I feel in the first year things were so insane I was able to just ‘get through’. Now that some of the shock has worn off, and reality is setting in…my anxiety is almost worse. My anxieties and fears are completely logical, as you mention. They are NOT unlikely. The worst HAS happened…and no one’s destructive behavior in our family has changed since. I don’t know how to help my family or myself, but as I see the people around me struggling, I feel I am just reliving the end of my brother’s life over and over again.
I try to meditate, and sometimes I am able to calm myself my breathing deeply and using the mantra “I am breathing in. I am breathing out” to bring me back to the moment, this usually only works if I can do this at the beginning of my anxieties arising. To curb my overall attitude, I try to exercise daily, but it’s easy to get burnt out and lose motivation doing this. I wish I could figure out how to address my anxieties on a larger scale so that the cycle is easier to escape. Once I get too far in my thinking, I find there’s almost no going back.
Seems so simple, but it really boils down to self care. I’ve run myself down and am just beginning the road back. I wish the same for you! Take care 🙂
Omg. Im going through the same scenario, only with My Mother. I’m trying I suppose, mediation. I also think of her Death constantly and more questions always come up. I just believe time and continuing all the things we’re doing. Feel everything. Don’t turn the feeling away . It’s nauseating and uncomfortable but that has helped me. Prayers and good thoughts to you.
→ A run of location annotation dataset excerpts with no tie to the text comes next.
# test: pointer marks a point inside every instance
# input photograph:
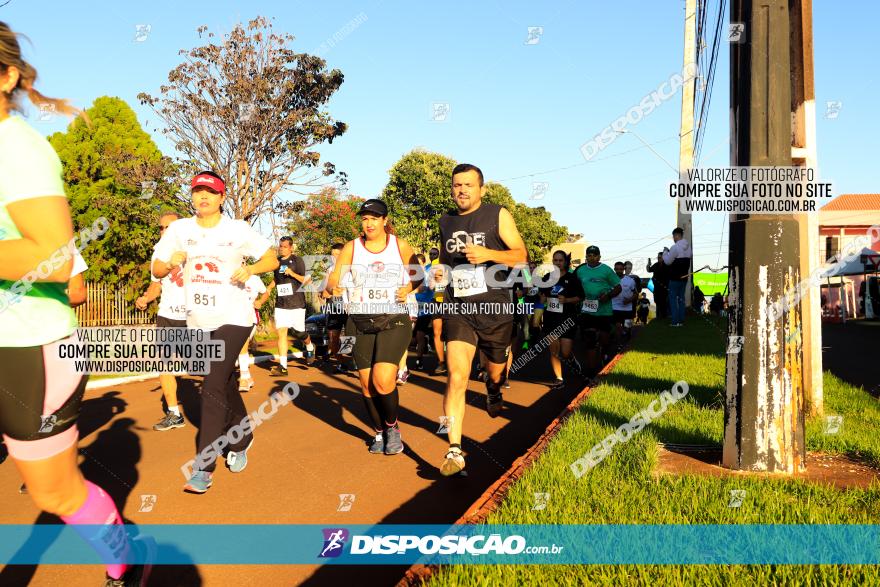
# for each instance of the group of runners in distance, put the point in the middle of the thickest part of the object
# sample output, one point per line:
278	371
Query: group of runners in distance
378	290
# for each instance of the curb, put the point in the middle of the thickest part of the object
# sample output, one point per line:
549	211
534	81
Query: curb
111	382
478	511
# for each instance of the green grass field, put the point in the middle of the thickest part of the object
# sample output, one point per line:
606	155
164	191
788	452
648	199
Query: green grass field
622	489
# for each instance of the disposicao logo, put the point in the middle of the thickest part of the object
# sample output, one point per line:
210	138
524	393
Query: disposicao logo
334	541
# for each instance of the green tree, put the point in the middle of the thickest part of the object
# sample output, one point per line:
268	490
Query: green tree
113	169
250	108
418	193
323	219
536	225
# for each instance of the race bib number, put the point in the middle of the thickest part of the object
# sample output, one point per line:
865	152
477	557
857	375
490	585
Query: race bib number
204	299
377	294
346	345
469	282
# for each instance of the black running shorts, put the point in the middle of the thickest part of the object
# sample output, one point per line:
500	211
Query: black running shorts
494	340
387	346
40	396
560	325
592	322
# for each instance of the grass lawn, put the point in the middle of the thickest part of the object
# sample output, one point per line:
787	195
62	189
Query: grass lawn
622	489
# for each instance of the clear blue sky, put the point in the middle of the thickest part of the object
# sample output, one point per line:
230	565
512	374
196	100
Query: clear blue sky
516	108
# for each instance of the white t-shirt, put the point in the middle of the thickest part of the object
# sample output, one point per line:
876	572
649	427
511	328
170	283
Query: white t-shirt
375	279
212	256
79	264
254	287
627	290
172	301
29	168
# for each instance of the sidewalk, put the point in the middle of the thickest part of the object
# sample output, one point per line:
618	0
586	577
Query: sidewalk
303	458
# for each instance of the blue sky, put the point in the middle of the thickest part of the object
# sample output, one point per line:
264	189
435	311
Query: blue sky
515	109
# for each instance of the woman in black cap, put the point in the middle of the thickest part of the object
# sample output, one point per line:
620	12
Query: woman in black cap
375	270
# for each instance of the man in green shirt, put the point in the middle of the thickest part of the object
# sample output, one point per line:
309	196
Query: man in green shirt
600	284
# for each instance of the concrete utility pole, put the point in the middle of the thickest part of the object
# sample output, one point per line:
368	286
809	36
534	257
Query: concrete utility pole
763	415
803	153
686	135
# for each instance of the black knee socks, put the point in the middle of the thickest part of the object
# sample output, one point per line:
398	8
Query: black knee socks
389	403
373	413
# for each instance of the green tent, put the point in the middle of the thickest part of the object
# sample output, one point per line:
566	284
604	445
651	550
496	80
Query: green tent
709	283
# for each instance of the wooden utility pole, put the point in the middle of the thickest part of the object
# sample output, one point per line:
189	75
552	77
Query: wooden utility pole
686	135
763	415
803	153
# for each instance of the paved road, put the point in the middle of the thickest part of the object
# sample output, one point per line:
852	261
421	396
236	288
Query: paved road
851	351
302	459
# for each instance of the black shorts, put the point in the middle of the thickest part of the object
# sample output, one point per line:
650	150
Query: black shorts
336	321
493	340
424	323
163	322
592	322
387	346
560	325
621	315
40	396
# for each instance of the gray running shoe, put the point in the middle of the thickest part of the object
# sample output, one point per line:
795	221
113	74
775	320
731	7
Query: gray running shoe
378	445
393	443
237	461
171	420
454	463
494	403
200	482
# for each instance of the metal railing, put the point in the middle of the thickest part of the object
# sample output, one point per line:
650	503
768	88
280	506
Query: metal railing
107	306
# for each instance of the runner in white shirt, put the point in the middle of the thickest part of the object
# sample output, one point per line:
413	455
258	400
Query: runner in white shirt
257	295
622	303
375	267
211	247
42	392
171	314
76	287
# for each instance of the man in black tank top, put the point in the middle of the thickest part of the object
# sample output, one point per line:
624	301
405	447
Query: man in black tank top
475	239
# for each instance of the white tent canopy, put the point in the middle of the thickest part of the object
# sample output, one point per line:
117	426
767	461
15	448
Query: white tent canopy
853	267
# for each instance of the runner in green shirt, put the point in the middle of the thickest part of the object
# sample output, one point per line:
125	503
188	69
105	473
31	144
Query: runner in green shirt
600	284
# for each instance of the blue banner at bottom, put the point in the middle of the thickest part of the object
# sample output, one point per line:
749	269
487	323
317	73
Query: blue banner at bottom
438	544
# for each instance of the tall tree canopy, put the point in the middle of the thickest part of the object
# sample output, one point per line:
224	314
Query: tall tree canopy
113	169
323	219
251	109
419	192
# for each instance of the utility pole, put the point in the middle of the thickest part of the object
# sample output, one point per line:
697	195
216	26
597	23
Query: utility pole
763	412
803	153
686	135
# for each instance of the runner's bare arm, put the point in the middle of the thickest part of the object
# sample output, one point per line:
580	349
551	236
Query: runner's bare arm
516	248
344	260
409	257
268	262
263	297
76	291
160	268
45	227
153	292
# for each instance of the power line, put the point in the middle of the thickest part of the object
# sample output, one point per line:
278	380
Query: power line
586	162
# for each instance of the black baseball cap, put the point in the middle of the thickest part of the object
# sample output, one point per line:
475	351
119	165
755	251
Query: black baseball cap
374	206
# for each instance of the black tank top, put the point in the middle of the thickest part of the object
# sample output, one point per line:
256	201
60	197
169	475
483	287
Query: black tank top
480	227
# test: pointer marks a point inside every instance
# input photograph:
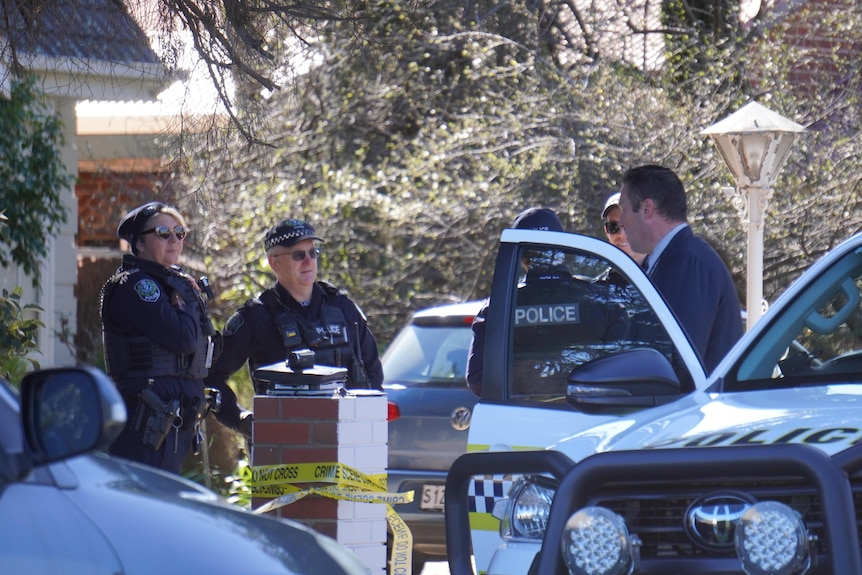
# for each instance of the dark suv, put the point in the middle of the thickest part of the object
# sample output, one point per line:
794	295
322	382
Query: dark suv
429	412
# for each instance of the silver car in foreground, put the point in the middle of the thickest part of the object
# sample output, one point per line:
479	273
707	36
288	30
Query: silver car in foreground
64	508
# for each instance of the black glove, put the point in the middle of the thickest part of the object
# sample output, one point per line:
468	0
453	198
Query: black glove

My anxiety was not as profound as Kate’s or Megan’s. (And the circumstances of Nancy’s death were much different than what they experienced. She died after a years-long struggle with cancer.) It seemed to manifest itself in a sudden fear of driving. I have always been a fairly confident driver–when I was younger probably too confident and too willing to take risks. But suddenly, I panicked at merging onto a highway or changing lanes and kept twice as much room between me and the car in front of me than was necessary.
Ironically, one of the other issues that arises in grief–an inability to concentrate–caused me to get into an auto accident two weeks after Nancy died. I had just dropped off a shipment at FedEx, returning some clothes that Nancy had bought about a month or so earlier. I got hit by a truck while taking a turn in broad daylight–entirely my fault. No one was hurt, fortunately, but it sure didn’t help with my worry about getting behind the wheel.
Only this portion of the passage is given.